Hi Everyone, I am trying to figure out the easiest way to extract the longest sequence from a translated frame of DNA sequences. The sequences I have were translated using transeq, now I need to extract the region with the longest gap between two stop codons (as indicated by * in the sequence below. The translated sequence look like this:

>Hh_TY_4
 KSHLATLH*LSQCH*NSMSISAF*VIYVYFE*S*HTFRIPFVKTF**FK**NSSIHNEKFVLFP**KDISSRWKSHSCCWRRERPKQFVCIWRWYSICQTSTRVRSRNNQENPVRN*HLQSQ*SEESQRCR
>Hh_TY_5
 KSHLATLH*LSQCH*NSMSISAF*VIYVYFE*S*HTFRIPFVKTFFKNSSIHNEKFVLFPKDISENPVRN*HLQSQ*SEESQRCR

And the output I want is like this:

>Hh_TY_4
KDISSRWKSHSCCWRRERPKQFVCIWRWYSICQTSTRVRSRNNQENPVRN
>Hh_TY_5
HTFRIPFVKTFFKNSSIHNEKFVLFPKDISENPVRN

Any suggestions on this would be really appreciated. Thanks!

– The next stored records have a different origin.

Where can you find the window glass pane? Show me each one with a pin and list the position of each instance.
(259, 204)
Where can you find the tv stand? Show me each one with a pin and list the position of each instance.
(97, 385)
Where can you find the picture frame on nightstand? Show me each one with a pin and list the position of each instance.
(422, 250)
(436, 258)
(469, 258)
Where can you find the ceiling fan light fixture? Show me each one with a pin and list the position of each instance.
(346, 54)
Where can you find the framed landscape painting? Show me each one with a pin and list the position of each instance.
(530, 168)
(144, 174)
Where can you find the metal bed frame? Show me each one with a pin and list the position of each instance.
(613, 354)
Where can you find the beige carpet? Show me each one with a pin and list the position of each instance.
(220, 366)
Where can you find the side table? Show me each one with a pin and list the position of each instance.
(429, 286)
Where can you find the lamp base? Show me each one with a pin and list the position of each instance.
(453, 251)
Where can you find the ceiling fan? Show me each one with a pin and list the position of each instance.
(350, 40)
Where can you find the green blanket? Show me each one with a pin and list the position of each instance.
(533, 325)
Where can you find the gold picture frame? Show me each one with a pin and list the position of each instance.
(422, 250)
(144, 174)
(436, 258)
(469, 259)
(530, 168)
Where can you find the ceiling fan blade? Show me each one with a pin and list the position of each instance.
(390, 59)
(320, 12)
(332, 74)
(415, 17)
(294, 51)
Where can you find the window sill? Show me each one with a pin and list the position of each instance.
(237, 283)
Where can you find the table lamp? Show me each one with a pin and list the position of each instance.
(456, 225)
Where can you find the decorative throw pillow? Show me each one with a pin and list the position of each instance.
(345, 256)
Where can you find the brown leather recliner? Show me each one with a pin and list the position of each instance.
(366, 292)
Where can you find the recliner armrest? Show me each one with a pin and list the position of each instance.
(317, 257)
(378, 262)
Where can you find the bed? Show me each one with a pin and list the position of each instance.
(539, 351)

perl translation • 3.5k views

ADD COMMENT • link updated 10.2 years ago by Kenosis ★ 1.3k • written 10.2 years ago by biostar ▴ 170

score 1 · Answer 1 · 2014-01-27

try this:

#!/usr/bin/perl

use strict;
use warnings;

$/ = "\n>";
while (<>) {
    s/>//g;
    my ($id, @seq) = split (/\n/, $_);
    my $seq = join "", @seq;
    my @orfs = split (/\*/, $seq);
    shift @orfs; pop @orfs; # remove last and first, I think you want only if an ORF is BETWEEN two *, if not, just delete this line
    my $sel = shift @orfs;
    foreach my $next (@orfs) {
        $sel = $next if ((length $sel) < (length $next))
    }
    print ">$id\n$sel\n";
}

then run as: perl getLongestORF.pl < FASTA > OUT

score 1 · Answer 2 · 2014-01-27

Perhaps the following will be helpful:

use strict;
use warnings;
use List::Util qw/max/;

local ( $/, $" ) = qw/ > * /;

while (<>) {
    if ( my ( $id, @seq ) = /([^>\n]+)/g ) {
        my %h;
        push @{ $h{ length $_ } }, $_ for split /\*/, join '', @seq;
        print ">$id\n@{ $h{ max keys %h } }\n";
    }
}

Usage: perl script.pl inFile [>outFile]

The last, optional parameter directs output to a file.

Output on your dataset:

>Hh_TY_4
KDISSRWKSHSCCWRRERPKQFVCIWRWYSICQTSTRVRSRNNQENPVRN
>Hh_TY_5
HTFRIPFVKTFFKNSSIHNEKFVLFPKDISENPVRN

This script handles cases where there is more than one 'longest' sequence region, separating those sequences with a "*". For example, a possible result might be:

>Hh_TY_6
HTFRIPFVKTFFKNSSIHNEKFVLFPKDISENPVRN*KDISSRWKSHSCCWRRERPKQFVCIWRWYSICQTST

This script builds a hash of arrays (HoA) for each set of sequence regions (strings), where the key is the length and the associated value is a reference to a list of sequence regions. max keys %h returns the key with the greatest value--thus the key whose value is a reference to the list of sequence regions with the greatest length. $h{ max keys %h } returns the reference to the list of those strings. @{ $h{ max keys %h } } produces an array of those strings, and since it's enclosed within double quotes, the array is interpolated. Because of the local $" = '*', multiple array elements will be displayed with a "*" between them during this interpolation.